Artsen en verpleegkundigen kunnen niet nóg een keer op adrenaline maandenlang veel te hard werken om de patiënten van de tweede coronagolf te helpen. Niet omdat de adrenaline 'op' is, maar omdat het stresshormoon zo niet werkt.
Dr. Guy T’Sjoen, professor endocrinologie (UZ Gent)
legt aan Het Laatste Nieuws uit waarom zorgpersoneel in de eerste golf veel meer op adrenaline werkte dan nu. “Omdat het nieuwe er wat af is bij Covid-19. Al wat nieuw is, voelt bedreigender aan en stimuleert een grotere adrenaline-respons.

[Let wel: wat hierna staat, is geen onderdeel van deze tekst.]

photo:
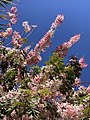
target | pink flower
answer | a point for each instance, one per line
(27, 28)
(13, 9)
(77, 81)
(36, 79)
(26, 49)
(62, 50)
(16, 39)
(13, 20)
(88, 89)
(9, 31)
(44, 42)
(75, 38)
(59, 19)
(82, 62)
(11, 15)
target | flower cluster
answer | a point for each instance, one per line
(50, 92)
(12, 15)
(16, 39)
(27, 28)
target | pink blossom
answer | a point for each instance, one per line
(16, 39)
(77, 81)
(11, 15)
(59, 19)
(9, 31)
(27, 28)
(26, 49)
(33, 57)
(13, 20)
(13, 9)
(9, 25)
(82, 62)
(62, 50)
(36, 79)
(88, 89)
(75, 38)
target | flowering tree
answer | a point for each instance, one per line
(30, 92)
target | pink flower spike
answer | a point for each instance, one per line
(59, 19)
(13, 9)
(77, 81)
(82, 62)
(75, 38)
(88, 89)
(13, 20)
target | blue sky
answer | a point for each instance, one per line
(77, 20)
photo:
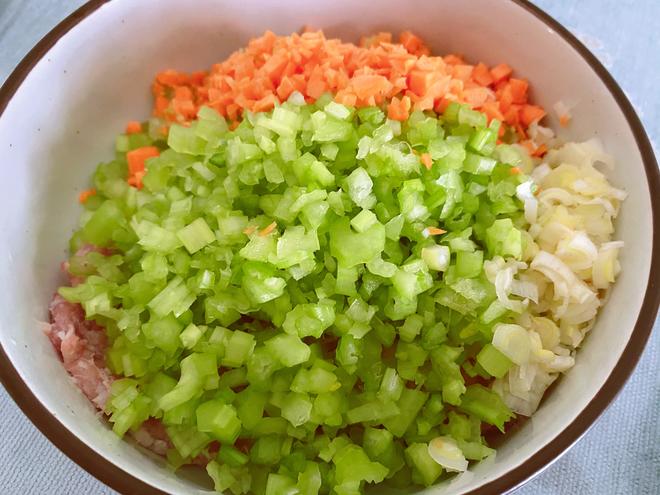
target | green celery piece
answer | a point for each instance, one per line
(219, 419)
(352, 248)
(420, 460)
(486, 405)
(410, 403)
(195, 370)
(103, 223)
(493, 361)
(353, 465)
(196, 235)
(306, 320)
(288, 349)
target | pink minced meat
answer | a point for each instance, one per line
(81, 344)
(152, 435)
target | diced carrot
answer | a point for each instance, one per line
(272, 67)
(520, 131)
(501, 71)
(531, 113)
(136, 163)
(476, 97)
(398, 109)
(540, 151)
(413, 43)
(452, 59)
(481, 74)
(133, 127)
(518, 89)
(85, 195)
(528, 145)
(492, 111)
(462, 72)
(426, 160)
(135, 180)
(434, 231)
(419, 81)
(285, 88)
(268, 229)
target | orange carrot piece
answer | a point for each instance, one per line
(540, 151)
(85, 195)
(426, 160)
(272, 67)
(268, 229)
(500, 72)
(133, 127)
(399, 109)
(413, 43)
(136, 158)
(135, 180)
(481, 75)
(518, 90)
(492, 111)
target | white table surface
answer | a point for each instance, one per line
(619, 455)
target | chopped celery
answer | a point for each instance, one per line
(304, 283)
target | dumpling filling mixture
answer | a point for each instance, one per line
(320, 266)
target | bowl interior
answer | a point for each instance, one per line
(63, 118)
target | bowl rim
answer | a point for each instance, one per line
(123, 482)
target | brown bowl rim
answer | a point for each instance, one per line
(124, 482)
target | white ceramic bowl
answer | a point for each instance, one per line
(91, 74)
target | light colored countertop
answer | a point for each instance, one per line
(619, 455)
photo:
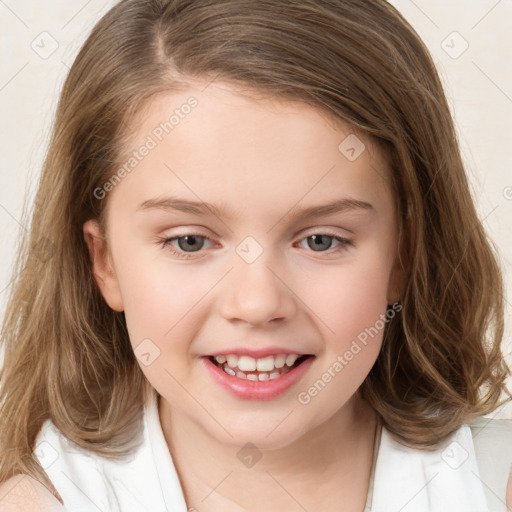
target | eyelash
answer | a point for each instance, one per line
(166, 243)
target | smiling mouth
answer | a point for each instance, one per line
(259, 375)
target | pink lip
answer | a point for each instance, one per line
(256, 353)
(257, 390)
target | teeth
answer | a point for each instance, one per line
(290, 360)
(232, 360)
(247, 364)
(263, 364)
(280, 361)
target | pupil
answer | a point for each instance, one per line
(322, 241)
(191, 240)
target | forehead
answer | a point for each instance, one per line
(222, 144)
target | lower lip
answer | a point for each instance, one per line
(258, 389)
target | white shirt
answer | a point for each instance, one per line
(403, 479)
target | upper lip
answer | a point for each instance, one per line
(256, 353)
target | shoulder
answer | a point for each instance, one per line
(492, 440)
(22, 492)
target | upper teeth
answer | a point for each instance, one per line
(263, 364)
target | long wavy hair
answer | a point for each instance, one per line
(67, 354)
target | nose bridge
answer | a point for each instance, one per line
(255, 292)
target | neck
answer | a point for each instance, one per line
(330, 463)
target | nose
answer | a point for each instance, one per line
(257, 294)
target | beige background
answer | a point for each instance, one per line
(471, 43)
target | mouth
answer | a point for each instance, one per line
(262, 369)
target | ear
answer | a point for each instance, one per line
(102, 267)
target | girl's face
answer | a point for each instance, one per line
(267, 267)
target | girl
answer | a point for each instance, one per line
(255, 277)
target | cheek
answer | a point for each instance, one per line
(350, 298)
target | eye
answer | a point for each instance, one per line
(321, 241)
(186, 245)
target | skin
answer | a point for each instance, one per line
(261, 160)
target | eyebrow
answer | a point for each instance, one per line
(204, 208)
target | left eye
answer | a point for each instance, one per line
(319, 241)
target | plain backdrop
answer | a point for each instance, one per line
(470, 41)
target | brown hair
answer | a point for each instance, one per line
(68, 355)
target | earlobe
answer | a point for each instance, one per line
(101, 265)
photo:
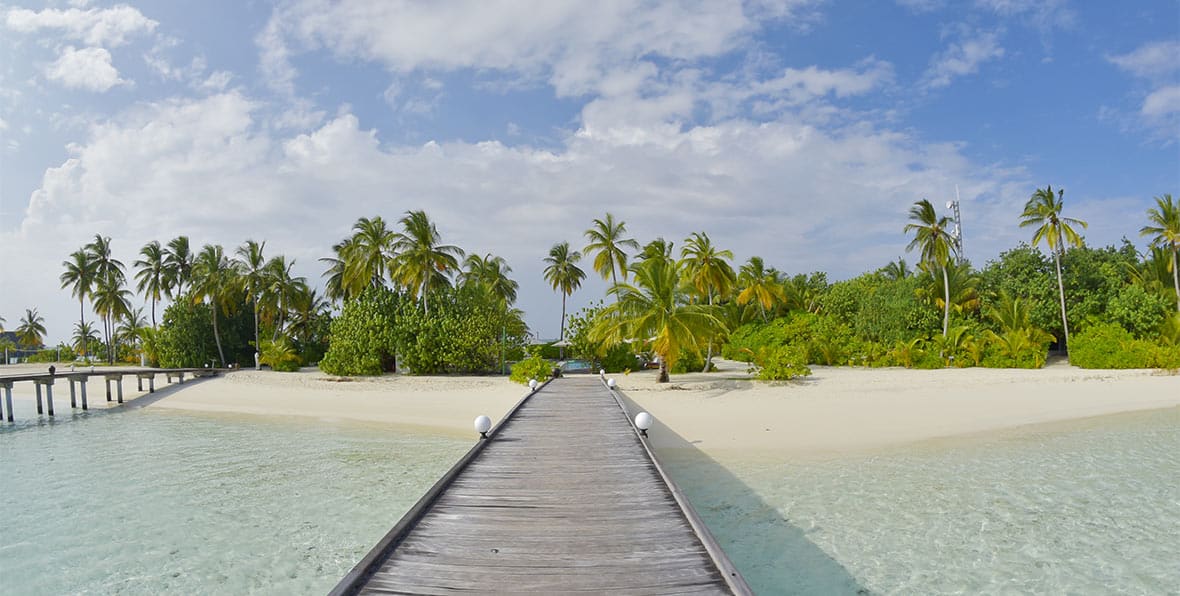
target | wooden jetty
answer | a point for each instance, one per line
(563, 496)
(78, 379)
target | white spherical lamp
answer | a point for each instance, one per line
(483, 424)
(643, 421)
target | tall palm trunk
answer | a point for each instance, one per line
(217, 334)
(1061, 293)
(946, 301)
(1175, 275)
(708, 353)
(562, 334)
(256, 345)
(82, 314)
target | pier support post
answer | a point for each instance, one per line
(7, 394)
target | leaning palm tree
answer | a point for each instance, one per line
(178, 263)
(79, 276)
(490, 273)
(1043, 210)
(563, 274)
(31, 332)
(654, 306)
(151, 275)
(708, 272)
(212, 281)
(366, 255)
(759, 285)
(607, 243)
(421, 261)
(1166, 235)
(255, 277)
(937, 246)
(281, 290)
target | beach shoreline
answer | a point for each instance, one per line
(725, 414)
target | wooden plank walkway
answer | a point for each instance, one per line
(564, 497)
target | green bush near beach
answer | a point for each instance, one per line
(531, 368)
(1110, 346)
(461, 333)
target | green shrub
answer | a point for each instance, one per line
(532, 367)
(688, 362)
(780, 362)
(1110, 346)
(280, 355)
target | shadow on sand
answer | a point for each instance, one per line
(773, 555)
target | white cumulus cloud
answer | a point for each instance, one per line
(93, 26)
(87, 69)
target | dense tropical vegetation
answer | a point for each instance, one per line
(410, 301)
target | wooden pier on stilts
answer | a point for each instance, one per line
(563, 496)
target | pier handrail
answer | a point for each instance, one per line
(733, 577)
(359, 575)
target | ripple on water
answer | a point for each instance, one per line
(1090, 509)
(152, 502)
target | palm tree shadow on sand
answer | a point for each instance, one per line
(773, 555)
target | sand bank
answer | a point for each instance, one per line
(446, 405)
(726, 413)
(846, 410)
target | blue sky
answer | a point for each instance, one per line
(797, 130)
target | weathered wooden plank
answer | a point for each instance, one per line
(564, 498)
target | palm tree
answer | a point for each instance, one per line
(709, 274)
(1043, 210)
(936, 244)
(151, 275)
(896, 270)
(1166, 231)
(132, 323)
(212, 280)
(31, 331)
(962, 285)
(334, 288)
(655, 307)
(563, 274)
(492, 274)
(112, 302)
(759, 286)
(178, 263)
(254, 279)
(282, 290)
(420, 261)
(79, 275)
(366, 255)
(607, 243)
(84, 334)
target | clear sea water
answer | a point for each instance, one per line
(159, 502)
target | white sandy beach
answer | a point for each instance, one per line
(725, 414)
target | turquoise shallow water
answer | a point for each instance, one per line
(158, 502)
(1082, 508)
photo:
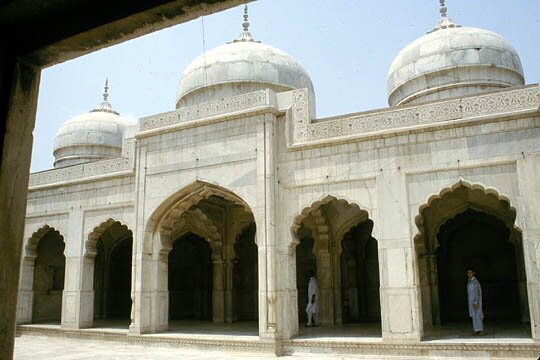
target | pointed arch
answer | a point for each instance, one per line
(492, 202)
(33, 241)
(93, 237)
(190, 195)
(438, 259)
(322, 227)
(177, 224)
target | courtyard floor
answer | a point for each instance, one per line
(96, 345)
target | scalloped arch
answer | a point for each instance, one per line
(315, 210)
(434, 199)
(182, 200)
(33, 241)
(194, 221)
(90, 244)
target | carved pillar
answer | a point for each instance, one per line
(218, 303)
(230, 315)
(401, 315)
(26, 293)
(326, 291)
(431, 262)
(78, 294)
(528, 217)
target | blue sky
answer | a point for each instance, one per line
(346, 46)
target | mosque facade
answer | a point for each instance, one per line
(216, 211)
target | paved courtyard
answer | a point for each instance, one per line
(31, 347)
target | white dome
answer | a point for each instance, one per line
(238, 67)
(96, 135)
(452, 61)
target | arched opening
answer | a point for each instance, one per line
(218, 230)
(48, 279)
(479, 240)
(246, 276)
(190, 279)
(305, 261)
(112, 275)
(334, 238)
(360, 275)
(464, 227)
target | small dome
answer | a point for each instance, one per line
(96, 135)
(452, 61)
(241, 66)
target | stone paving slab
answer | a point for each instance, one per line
(31, 347)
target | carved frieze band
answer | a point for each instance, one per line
(103, 167)
(200, 111)
(98, 168)
(303, 131)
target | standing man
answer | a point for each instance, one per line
(312, 308)
(474, 297)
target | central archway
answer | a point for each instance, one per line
(217, 228)
(334, 238)
(190, 279)
(110, 247)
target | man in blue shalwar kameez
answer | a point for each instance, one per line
(474, 297)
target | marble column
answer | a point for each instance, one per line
(400, 294)
(528, 217)
(218, 303)
(78, 295)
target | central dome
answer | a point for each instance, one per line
(241, 66)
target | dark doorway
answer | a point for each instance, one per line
(246, 276)
(305, 261)
(479, 240)
(49, 271)
(190, 279)
(120, 280)
(360, 275)
(112, 274)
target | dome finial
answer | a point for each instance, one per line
(245, 35)
(106, 90)
(444, 22)
(443, 9)
(245, 24)
(105, 106)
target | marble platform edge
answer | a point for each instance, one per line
(505, 349)
(167, 339)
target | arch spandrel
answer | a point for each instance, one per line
(314, 210)
(90, 249)
(173, 209)
(477, 197)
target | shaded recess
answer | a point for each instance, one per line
(468, 225)
(360, 275)
(246, 276)
(112, 273)
(190, 279)
(48, 284)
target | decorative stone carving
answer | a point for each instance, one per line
(218, 107)
(93, 237)
(370, 123)
(98, 168)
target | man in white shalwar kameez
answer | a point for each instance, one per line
(312, 308)
(474, 297)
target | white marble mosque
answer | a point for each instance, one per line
(214, 212)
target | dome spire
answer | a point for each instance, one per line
(443, 9)
(106, 90)
(245, 35)
(105, 106)
(444, 22)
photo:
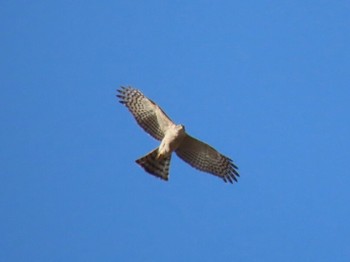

De eerste, acute angst bij onze zorgverleners kwam in maart opzetten bij het zien van de dramatische ziekenhuisbeelden uit Italië."
Dat wil niet zeggen dat de stress tijdens de tweede golf minder schadelijk is. “Adrenaline is slechts de ‘sidekick’, het kleinere broertje van cortisol, ons belangrijkste stresshormoon. Cortisol kan veel langer blijven hangen dan adrenaline, zonder dat je het zelf opmerkt. Wie lang op zo’n Covid-afdeling werkt met alle zware zorgtaken, mentale druk én de zorg voor de ongeruste familieleden erbij, staat sowieso bloot aan hoge cortisolwaarden. In the long run geeft dat risico op uitputting, angst, concentratieproblemen en depressieve gevoelens.”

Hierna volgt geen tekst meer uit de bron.